Pham v The State of Western Australia
[2013] WASCA 203
•30 AUGUST 2013
PHAM -v- THE STATE OF WESTERN AUSTRALIA [2013] WASCA 203
| SUPREME COURT OF WESTERN AUSTRALIA | Citation No: | [2013] WASCA 203 | |
| THE COURT OF APPEAL (WA) | |||
| Case No: | CACR:13/2013 | 22 AUGUST 2013 | |
| Coram: | MAZZA JA HALL J | 30/08/13 | |
| 7 | Judgment Part: | 1 of 1 | |
| Result: | Extension of time for leave to appeal against sentence refused Appeal dismissed | ||
| B | |||
| PDF Version |
| Parties: | NGOC VU PHAM THE STATE OF WESTERN AUSTRALIA |
Catchwords: | Criminal law Extension of time to apply for leave to appeal against sentence Burglary Stealing a motor vehicle Whether sufficient credit given for time spent in custody Whether credit given for pleas of guilty |
Legislation: | Nil |
Case References: | Fullgrabe v The State of Western Australia [2013] WASCA 130 JKL v The State of Western Australia [2012] WASCA 215 Narkle v Hamilton [2008] WASCA 31 Ridley v The State of Western Australia [2013] WASCA 45 |
JURISDICTION : SUPREME COURT OF WESTERN AUSTRALIA TITLE OF COURT : THE COURT OF APPEAL (WA) CITATION : PHAM -v- THE STATE OF WESTERN AUSTRALIA [2013] WASCA 203 CORAM : MAZZA JA
- HALL J
- Appellant
AND
THE STATE OF WESTERN AUSTRALIA
Respondent
ON APPEAL FROM:
Jurisdiction : DISTRICT COURT OF WESTERN AUSTRALIA
Coram : STAUDE DCJ
File No : IND 984 of 2012
Catchwords:
Criminal law - Extension of time to apply for leave to appeal against sentence - Burglary - Stealing a motor vehicle - Whether sufficient credit given for time spent in custody - Whether credit given for pleas of guilty
Legislation:
Nil
Result:
Extension of time for leave to appeal against sentence refused
Appeal dismissed
Category: B
Representation:
Counsel:
Appellant : In person
Respondent : No appearance
Solicitors:
Appellant : In person
Respondent : Director of Public Prosecutions (WA)

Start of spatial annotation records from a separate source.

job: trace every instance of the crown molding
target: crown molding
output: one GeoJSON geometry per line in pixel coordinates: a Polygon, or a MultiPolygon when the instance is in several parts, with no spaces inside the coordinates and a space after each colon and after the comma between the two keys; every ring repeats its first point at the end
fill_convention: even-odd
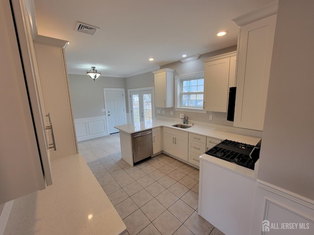
{"type": "Polygon", "coordinates": [[[277,14],[278,0],[265,5],[258,10],[248,12],[244,15],[231,20],[239,27],[251,23],[261,19],[277,14]]]}

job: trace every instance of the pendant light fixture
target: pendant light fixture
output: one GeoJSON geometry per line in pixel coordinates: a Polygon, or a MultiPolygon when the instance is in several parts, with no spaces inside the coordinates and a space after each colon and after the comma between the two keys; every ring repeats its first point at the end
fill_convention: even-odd
{"type": "Polygon", "coordinates": [[[92,67],[89,71],[86,70],[86,74],[90,77],[92,79],[97,79],[98,77],[102,75],[100,72],[97,72],[97,70],[95,70],[96,67],[92,67]]]}

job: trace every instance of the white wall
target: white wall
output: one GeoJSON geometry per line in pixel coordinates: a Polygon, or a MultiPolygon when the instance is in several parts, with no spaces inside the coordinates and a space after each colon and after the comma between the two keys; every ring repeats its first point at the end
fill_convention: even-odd
{"type": "Polygon", "coordinates": [[[126,79],[101,76],[95,81],[86,75],[69,74],[75,119],[102,116],[104,88],[125,88],[126,79]]]}
{"type": "Polygon", "coordinates": [[[314,1],[279,2],[258,178],[314,199],[314,1]]]}
{"type": "MultiPolygon", "coordinates": [[[[161,69],[168,68],[175,70],[174,75],[181,75],[188,73],[198,72],[204,72],[204,63],[202,61],[202,59],[214,56],[225,53],[235,51],[236,50],[236,46],[230,47],[220,50],[212,51],[211,52],[203,54],[201,55],[200,59],[198,60],[191,61],[187,63],[181,63],[181,61],[168,64],[161,66],[161,69]]],[[[176,118],[180,118],[180,114],[182,113],[182,111],[176,111],[174,108],[156,108],[161,111],[160,113],[158,115],[176,118]],[[162,111],[164,110],[165,114],[162,114],[162,111]],[[173,115],[170,115],[170,112],[173,112],[173,115]]],[[[220,113],[217,112],[208,112],[207,114],[199,114],[196,113],[191,113],[184,112],[184,115],[188,117],[189,120],[207,122],[217,125],[223,125],[225,126],[233,126],[233,122],[227,120],[227,113],[220,113]],[[212,115],[212,120],[209,120],[209,115],[212,115]]],[[[157,115],[157,112],[155,112],[156,115],[157,115]]]]}

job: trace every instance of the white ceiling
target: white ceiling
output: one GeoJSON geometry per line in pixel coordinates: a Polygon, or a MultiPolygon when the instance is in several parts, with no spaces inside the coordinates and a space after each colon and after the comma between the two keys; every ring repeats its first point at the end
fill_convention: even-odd
{"type": "Polygon", "coordinates": [[[69,73],[127,77],[236,44],[232,19],[273,0],[34,0],[38,34],[69,41],[69,73]],[[99,27],[74,30],[77,21],[99,27]],[[216,33],[228,33],[217,37],[216,33]],[[153,62],[148,61],[153,57],[153,62]]]}

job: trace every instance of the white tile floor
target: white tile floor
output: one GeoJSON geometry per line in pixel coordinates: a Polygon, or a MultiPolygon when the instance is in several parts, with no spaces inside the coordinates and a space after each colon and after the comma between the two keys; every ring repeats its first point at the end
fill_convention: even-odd
{"type": "Polygon", "coordinates": [[[199,170],[165,154],[131,167],[119,134],[78,142],[79,151],[127,226],[127,235],[222,235],[198,213],[199,170]]]}

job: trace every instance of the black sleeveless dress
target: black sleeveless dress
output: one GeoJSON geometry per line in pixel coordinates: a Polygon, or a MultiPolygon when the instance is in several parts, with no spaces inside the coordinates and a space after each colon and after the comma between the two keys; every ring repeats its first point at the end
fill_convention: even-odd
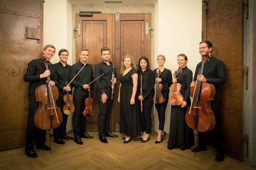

Case(s) referred to in judgment(s):
Fullgrabe v The State of Western Australia [2013] WASCA 130
JKL v The State of Western Australia [2012] WASCA 215
Narkle v Hamilton [2008] WASCA 31
Ridley v The State of Western Australia [2013] WASCA 45
1 MAZZA JA: I agree with Hall J.
2 HALL J: This is an application for an extension of time to apply for leave to appeal against sentence.
3 On 27 November 2012 the appellant pleaded guilty to an indictment containing one count of burglary. He also pleaded guilty to a charge of stealing a motor vehicle that was dealt with at the same time pursuant to s 32 of the Sentencing Act 1995 (WA). These convictions caused the breach of a conditional release order imposed on 13 March 2012 for minor drug offences.
4 The appellant was sentenced to 2 years' imprisonment in respect of the burglary offence, 6 months' imprisonment cumulative for stealing the motor vehicle and was fined for the offences for which the conditional release order had been imposed. The total effective sentence of 2 years and 6 months was backdated to 20 September 2012 and an order was made that the appellant be eligible for parole.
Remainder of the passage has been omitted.